Exosquad is incredibly underrated, criminally so even, and holds up against almost anything from the Land of the Rising Sun. Like SWAT Kats, it was canceled despite being well received. Maybe I should have named this article “Cartoons from the 90s that would be canceled today AND the 90s because they totally were. Seriously, it is like nobody knows what the fuck “good” is.”

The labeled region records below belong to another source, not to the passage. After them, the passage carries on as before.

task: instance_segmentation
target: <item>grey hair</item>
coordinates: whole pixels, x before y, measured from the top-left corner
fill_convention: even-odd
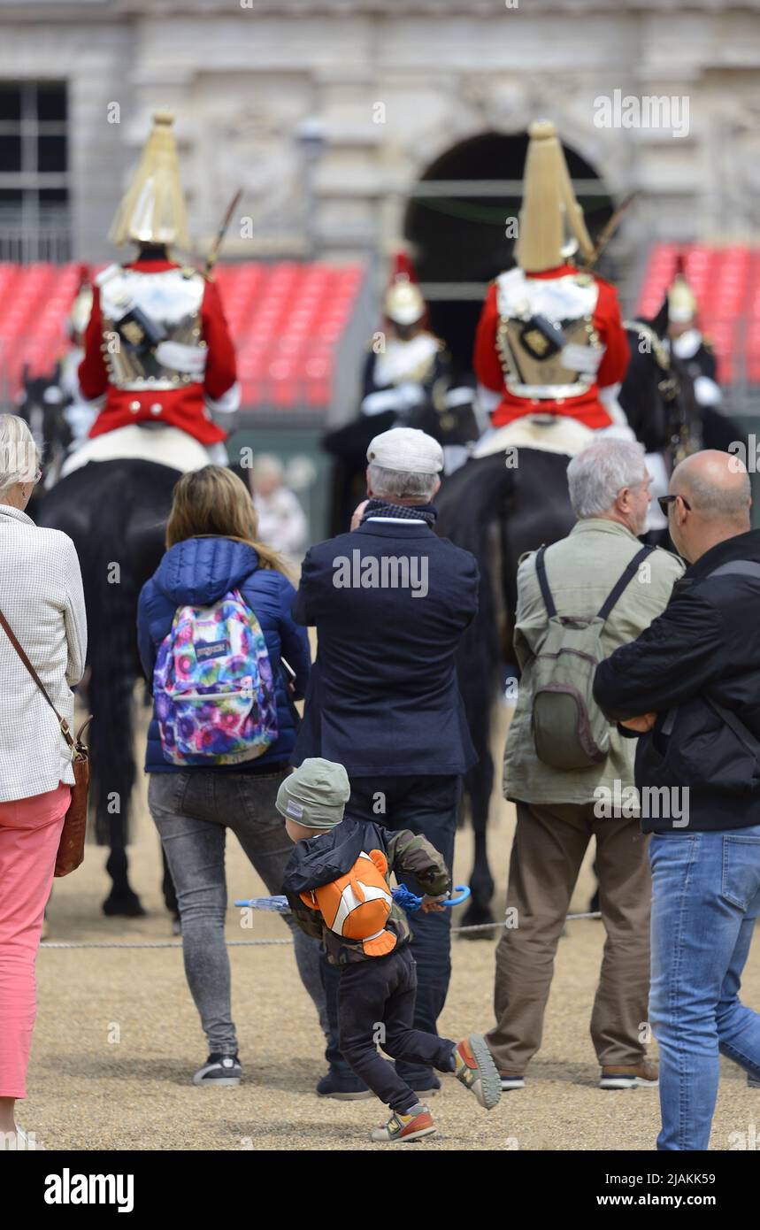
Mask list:
[[[370,461],[366,476],[373,493],[380,499],[417,499],[427,504],[433,498],[437,474],[416,474],[412,470],[389,470]]]
[[[579,520],[608,513],[623,487],[637,487],[646,476],[643,444],[612,437],[589,444],[567,467],[573,513]]]
[[[20,482],[34,482],[39,449],[18,415],[0,415],[0,496]]]

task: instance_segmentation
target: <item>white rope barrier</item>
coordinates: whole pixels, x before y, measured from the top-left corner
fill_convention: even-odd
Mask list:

Might have been too wordy though.
Courage the Cowardly Dog
Speaking of me stretching the definition of my articles to include shows I want to talk about, Courage the Cowardly Dog barely makes the cut for the 90s. It debuted in November of 1999 and ran until 2002, but hey the 90s are the 90s. Plus Courage was a truly fucked up show. Following the adventures of the titular high strung dog as he is loved and abused by his elderly owners, this show wandered its way into nightmare territory every ten minutes. I can’t even think of a singular example to use in a witty analogy like “this part is creepier than something creepy from a different thing” because of how often Courage had a justifiable reason to be cowardly. All you have to say to somebody who is familiar with this show is “Freaky Fred” if you want to watch somebody pee their pants.
Have fun sleeping!
Ren & Stimpy
If you haven’t seen Ren & Stimpy and I need to explain why it is still mindblowing that it was actually on television, on Nickelodeon no less, you have been living one sheltered life.
If there was ever a Saturday morning cartoon that could be considered “too smart” it would be the Animaniacs. There are jokes in this show that I’m still not old enough to get. Not only that, but Yakko, Wakko, and Dot probably cost more censors jobs than every recession combined. If you Google the term “subversive” I give even odds that you can find one definition that, in lieu of words, is a picture of three anthropomorphic dog/cat things trying to make out with an incredibly busty nurse.